Recipe: Shrimp and Pork Belly Ramen
SHRIMP & PORK BELLY RAMEN
WILD AMERICAN SHRIMP (3 per serving)
2 oz Braised Pork Belly (1 per serving)
Soft Boiled Egg (1 per serving)
Nori (2 pieces per serving)
Chili Oil (recipe follows)
Togarashi (recipe follows)
2 qt Pork Belly braising liquid
6 garlic cloves
Ginger (thumb sized piece, chopped)
2 TBSP bonito flakes
3 pieces of kombu
1 TBSP Mirin
2 TBSP Dry Sake
½ C Soy Sauce
2 TBSP Lemon Grass (chopped)
Salt & Pepper
Combine all ingredients and simmer for 1 hour. Strain.
408 g Bread Flour
1 tsp Salt
1 tsp Baked Soda
½ C Warm Water
Bake baking soda for 45 minutes at 250 degrees to increase alkalinity. Dissolve soda and salt in warm water. Combine ingredients in mixer and mix until incorporated. Either pull noodles or roll out with pasta roller and cut.
2 TBSP red chili flakes
1 TBSP dried orange peel
2 tsp white sesame seed
2 tsp black sesame seed
1 tsp Sichuan peppercorn
1 tsp ginger powder
½ tsp poppy seed
½ sheet of toasted nori, crumbled
Dehydrate orange peels overnight. Grind everything together in a spice grinder.

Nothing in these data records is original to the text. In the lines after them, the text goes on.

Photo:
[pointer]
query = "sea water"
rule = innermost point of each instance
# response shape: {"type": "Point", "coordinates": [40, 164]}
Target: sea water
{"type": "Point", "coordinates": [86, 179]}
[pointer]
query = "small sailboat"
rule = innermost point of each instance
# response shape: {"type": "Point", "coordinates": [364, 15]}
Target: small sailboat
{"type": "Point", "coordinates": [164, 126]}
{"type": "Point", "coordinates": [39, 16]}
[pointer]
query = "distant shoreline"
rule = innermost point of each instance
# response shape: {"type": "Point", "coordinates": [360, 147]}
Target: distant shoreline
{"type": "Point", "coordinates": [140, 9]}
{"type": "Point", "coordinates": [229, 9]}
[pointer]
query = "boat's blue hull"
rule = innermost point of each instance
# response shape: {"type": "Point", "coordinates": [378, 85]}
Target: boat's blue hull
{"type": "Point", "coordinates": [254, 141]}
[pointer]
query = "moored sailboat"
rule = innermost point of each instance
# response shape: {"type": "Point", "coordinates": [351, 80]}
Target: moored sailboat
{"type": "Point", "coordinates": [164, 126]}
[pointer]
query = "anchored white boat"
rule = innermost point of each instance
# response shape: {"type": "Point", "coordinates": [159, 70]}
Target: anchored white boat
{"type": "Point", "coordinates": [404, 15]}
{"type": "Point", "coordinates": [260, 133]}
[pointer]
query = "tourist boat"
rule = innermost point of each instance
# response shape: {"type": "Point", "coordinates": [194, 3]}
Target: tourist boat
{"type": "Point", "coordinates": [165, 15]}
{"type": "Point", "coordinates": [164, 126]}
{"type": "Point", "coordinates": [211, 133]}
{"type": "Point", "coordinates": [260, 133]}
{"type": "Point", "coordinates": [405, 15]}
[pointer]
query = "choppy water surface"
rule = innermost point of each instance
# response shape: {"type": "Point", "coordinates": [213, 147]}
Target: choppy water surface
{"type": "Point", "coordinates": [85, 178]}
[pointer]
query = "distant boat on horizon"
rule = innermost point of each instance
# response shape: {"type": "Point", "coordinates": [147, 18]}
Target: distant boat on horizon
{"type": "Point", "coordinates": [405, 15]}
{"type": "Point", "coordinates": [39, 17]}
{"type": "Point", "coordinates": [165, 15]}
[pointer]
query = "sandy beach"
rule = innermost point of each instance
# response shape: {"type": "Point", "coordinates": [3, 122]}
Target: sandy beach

Warm chili flakes and sliced garlic in oil over low heat until garlic is golden brown. Let stand 15 minutes and then strain.
To Finish: Heat chili oil in sauté pan until shimmering. Add shrimp and pork belly, turning until golden brown. Add broth and simmer until shrimp are just cooked (30 seconds). Boil noodles in separate pot of water. Add noodles to bowl first. Place shrimp and pork belly around noodles and then add broth. Add the rest of the garnishes and serve.